Found the following a few passages quite interesting myself so just wanted to share with you. They are from Charles Le Gai Eaton’s “Islam and the Destiny of Man”, P209

Where, then, are we to find a specifically 'human' art? No art is closer to us both physically and psychologically than that of dress, and if the human figure is excluded - or enters only as an element in the design - elsewhere, it is non the less clothed in splendour at the centre of the Islamic environment. ' No art', says Titus Burckhard, ' has a more telling effect upon a man's soul than that of clothing, for a man instinctively identifies himself with the clothes he wears.' He also dresses in accordance with his idea of himself and of his role in the scheme of things. Burckhardt identifies modern occidental dress as representing 'a turning away from a life entirely dominated by contemplative values, with its bearings fixed on the hereafter'; the lesson implicit in the traditional dress of Islam, however much it has varied from one region to another, is that the human body is among the ‘signs of Allah’, and to veil it, as Burckhardt says, ‘is not to deny it, but to withdraw it, like gold, into the domain of things concealed from the eyes of crowd’.

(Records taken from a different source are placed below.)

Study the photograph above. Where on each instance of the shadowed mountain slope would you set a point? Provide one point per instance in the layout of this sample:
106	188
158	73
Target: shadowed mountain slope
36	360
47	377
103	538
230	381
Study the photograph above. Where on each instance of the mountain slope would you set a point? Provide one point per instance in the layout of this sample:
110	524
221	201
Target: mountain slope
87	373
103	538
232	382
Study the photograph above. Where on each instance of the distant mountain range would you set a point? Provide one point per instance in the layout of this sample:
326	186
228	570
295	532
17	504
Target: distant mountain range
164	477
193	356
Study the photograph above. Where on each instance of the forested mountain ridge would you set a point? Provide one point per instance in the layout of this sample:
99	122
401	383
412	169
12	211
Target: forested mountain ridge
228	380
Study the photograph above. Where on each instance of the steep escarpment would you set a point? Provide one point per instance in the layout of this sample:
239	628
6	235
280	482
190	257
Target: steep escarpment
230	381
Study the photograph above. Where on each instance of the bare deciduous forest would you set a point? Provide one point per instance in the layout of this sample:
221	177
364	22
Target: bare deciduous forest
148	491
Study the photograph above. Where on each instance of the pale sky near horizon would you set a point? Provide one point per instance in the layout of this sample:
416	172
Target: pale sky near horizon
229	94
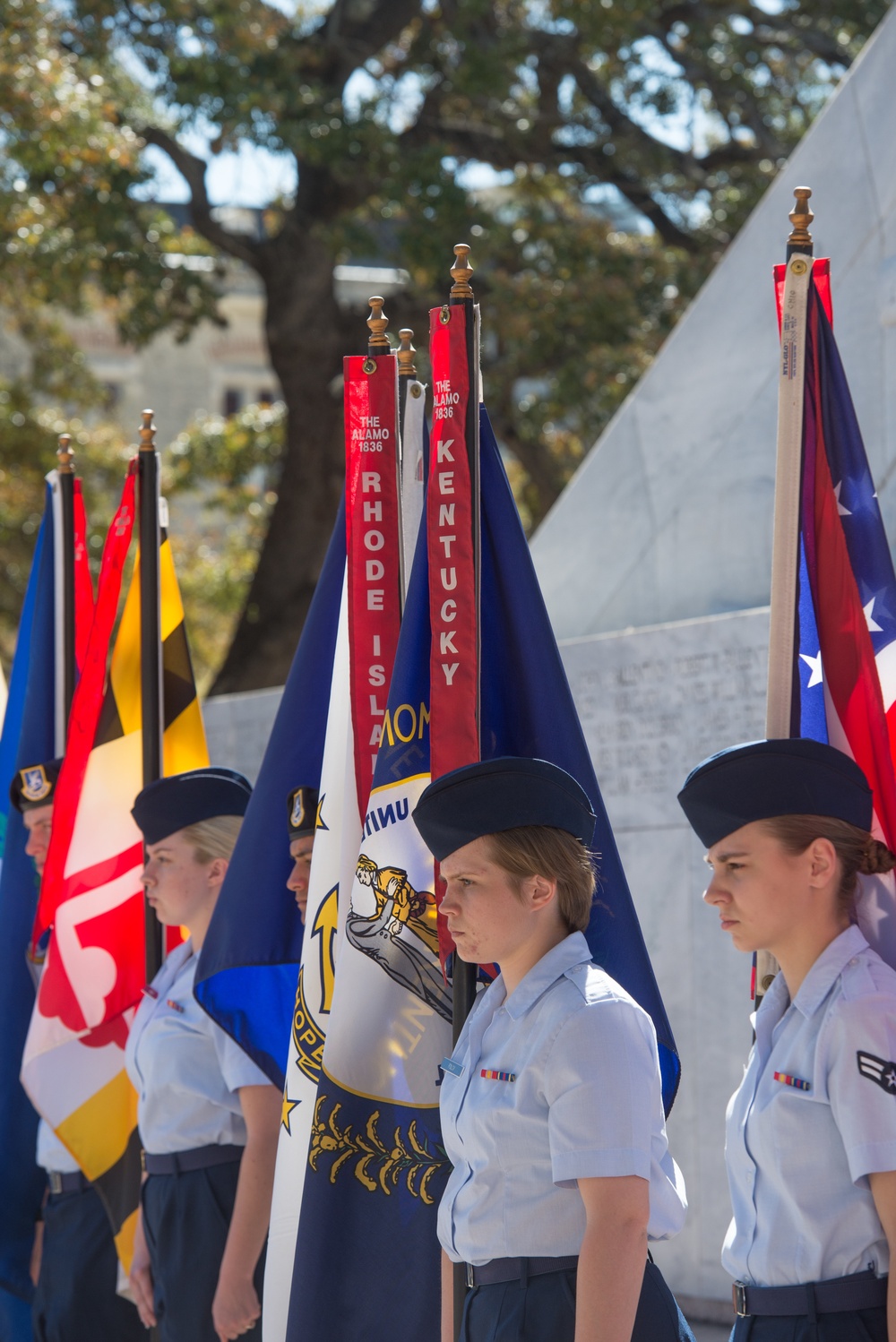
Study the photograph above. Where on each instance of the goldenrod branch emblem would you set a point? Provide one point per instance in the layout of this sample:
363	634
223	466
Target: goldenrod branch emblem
377	1166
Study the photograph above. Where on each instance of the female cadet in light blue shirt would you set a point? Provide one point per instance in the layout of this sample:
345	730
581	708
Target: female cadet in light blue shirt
207	1115
552	1101
810	1141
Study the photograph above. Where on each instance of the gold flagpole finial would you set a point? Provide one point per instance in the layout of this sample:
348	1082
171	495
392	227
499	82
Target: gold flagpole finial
65	455
801	216
407	366
377	323
461	272
146	433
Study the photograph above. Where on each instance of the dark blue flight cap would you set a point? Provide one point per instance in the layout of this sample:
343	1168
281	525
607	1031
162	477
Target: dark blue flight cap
34	786
766	779
184	799
302	813
496	795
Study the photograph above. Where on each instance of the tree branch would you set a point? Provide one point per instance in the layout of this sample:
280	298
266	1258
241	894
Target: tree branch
194	172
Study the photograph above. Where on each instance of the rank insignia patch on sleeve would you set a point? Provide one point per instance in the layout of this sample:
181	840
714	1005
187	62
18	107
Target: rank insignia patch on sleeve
877	1070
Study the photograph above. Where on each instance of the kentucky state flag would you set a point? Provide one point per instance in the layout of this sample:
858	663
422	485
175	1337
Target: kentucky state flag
248	967
845	666
366	1259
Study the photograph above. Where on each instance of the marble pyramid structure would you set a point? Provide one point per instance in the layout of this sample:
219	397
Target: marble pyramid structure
669	514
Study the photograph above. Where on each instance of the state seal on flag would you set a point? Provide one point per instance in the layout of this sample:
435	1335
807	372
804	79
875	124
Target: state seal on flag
35	784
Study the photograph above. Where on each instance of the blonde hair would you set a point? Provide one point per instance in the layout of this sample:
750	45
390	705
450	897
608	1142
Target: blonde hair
215	838
858	852
544	851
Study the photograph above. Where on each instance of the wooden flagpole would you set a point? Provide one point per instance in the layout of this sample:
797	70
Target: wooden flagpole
785	549
151	647
463	980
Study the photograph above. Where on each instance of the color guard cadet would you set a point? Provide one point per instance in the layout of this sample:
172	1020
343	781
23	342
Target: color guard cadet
810	1144
208	1118
74	1263
552	1105
302	818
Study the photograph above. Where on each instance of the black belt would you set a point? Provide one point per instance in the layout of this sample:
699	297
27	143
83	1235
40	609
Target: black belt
858	1291
197	1158
517	1269
67	1183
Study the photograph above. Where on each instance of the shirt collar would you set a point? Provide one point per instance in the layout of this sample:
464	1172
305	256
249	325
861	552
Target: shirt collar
570	951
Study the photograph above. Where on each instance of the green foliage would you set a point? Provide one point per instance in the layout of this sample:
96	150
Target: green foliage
625	142
218	479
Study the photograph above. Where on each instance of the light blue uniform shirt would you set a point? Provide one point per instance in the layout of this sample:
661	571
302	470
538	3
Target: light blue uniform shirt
585	1102
185	1070
798	1155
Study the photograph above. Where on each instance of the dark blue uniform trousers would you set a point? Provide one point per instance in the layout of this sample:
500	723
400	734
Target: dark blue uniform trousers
185	1218
544	1310
844	1326
75	1298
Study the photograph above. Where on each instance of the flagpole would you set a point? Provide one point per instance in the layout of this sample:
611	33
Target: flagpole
463	980
407	372
785	547
151	647
66	473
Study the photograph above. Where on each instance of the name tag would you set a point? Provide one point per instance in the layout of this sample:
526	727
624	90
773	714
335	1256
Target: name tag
791	1080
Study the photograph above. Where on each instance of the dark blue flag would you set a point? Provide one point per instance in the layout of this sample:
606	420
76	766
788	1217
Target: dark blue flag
366	1259
29	737
250	961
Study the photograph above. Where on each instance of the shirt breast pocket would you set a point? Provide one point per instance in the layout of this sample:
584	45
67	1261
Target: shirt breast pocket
801	1125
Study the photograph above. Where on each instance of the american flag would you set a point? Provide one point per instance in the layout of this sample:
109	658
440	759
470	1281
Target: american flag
845	665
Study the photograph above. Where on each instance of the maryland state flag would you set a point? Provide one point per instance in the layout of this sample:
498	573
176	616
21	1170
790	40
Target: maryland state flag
31	733
74	1061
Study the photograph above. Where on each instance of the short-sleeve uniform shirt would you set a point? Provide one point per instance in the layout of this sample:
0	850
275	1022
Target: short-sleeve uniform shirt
814	1114
185	1070
558	1082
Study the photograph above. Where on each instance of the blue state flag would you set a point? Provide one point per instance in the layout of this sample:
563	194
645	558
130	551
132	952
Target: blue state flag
250	961
366	1259
29	737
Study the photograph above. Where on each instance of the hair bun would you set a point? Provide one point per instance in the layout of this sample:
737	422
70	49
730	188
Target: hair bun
877	859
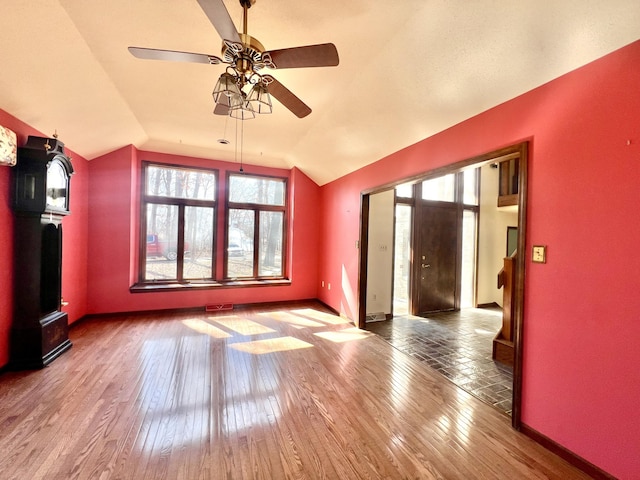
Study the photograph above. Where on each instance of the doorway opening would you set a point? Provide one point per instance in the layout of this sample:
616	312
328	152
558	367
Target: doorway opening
439	258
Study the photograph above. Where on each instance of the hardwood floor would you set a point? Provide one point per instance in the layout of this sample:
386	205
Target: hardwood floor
284	392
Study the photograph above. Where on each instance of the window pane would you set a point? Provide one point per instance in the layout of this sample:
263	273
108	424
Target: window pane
181	183
270	244
441	188
240	245
260	190
402	260
470	196
405	190
198	243
162	242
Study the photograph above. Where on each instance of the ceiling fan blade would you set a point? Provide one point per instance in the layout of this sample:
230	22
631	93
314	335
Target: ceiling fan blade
173	56
286	98
322	55
219	17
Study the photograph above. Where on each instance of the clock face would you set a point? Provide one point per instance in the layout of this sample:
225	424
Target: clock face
57	182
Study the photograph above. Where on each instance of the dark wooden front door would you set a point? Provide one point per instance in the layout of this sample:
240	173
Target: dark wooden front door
436	261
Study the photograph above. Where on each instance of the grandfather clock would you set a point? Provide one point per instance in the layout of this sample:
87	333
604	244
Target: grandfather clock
40	330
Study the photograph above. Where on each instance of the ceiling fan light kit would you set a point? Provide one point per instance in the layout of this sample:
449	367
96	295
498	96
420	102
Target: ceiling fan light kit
241	91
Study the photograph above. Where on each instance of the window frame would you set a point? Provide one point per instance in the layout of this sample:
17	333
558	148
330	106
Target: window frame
257	208
182	203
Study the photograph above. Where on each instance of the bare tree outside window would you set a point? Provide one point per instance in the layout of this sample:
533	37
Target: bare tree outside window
255	227
179	213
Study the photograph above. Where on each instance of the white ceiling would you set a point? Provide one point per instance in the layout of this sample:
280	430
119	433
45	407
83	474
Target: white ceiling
408	70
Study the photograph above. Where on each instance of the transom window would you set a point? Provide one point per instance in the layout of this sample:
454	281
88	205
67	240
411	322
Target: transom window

It is common enough in the West to dress chimpanzees in human clothing, either for the amusement of children visiting a zoo or to advertise products on television, and contemporary Western tailoring looks very well on monkey; it looks less well on human beings and absurdly inappropriate on Muslims at prayer; but it is the badge of ‘civilization’ and worn as such. A soldier knows that he is truly in the army when he puts on his uniform and a monk is assured of his vocation when he dons the robes of his order; both Kamal Ataturk and Mao Tzetung, when they wished to make a complete break with the past and create a new kind of Turk and a new kind of Chinese, started by changing their people’s mode of dress, and it is interesting to note how quick Catholic priests are to adopt secular clothing when they lose confidence in their priestly function.

Those who think of themselves as clever monkeys will dress as clever monkeys, while those who believe themselves to be the ‘Viceregents of Allah on earth’ will also dress accordingly. Sometimes we are more concerned with peripheral threats than with the threat closest to us; many Muslims are deeply concerned about the threat to their way of life represented by such Western customs as dancing and ‘dating’, but only a few are aware that not merely their way of life, but their very identity as Muslims might be undermined by a mode of dress totally alien to the Islamic concept of man’s role in creation.

The argument one hears only too frequently is that ‘outward things’ do not matter; all that matters is ‘what you have in your heart’. This argument is, to say the least, naïve. What we have in our hearts is constantly influenced – and eventually changed – by our immediate environment, and the environment closest to us is the robe, suit or dress we wear; after that comes the home, and after the home, the city.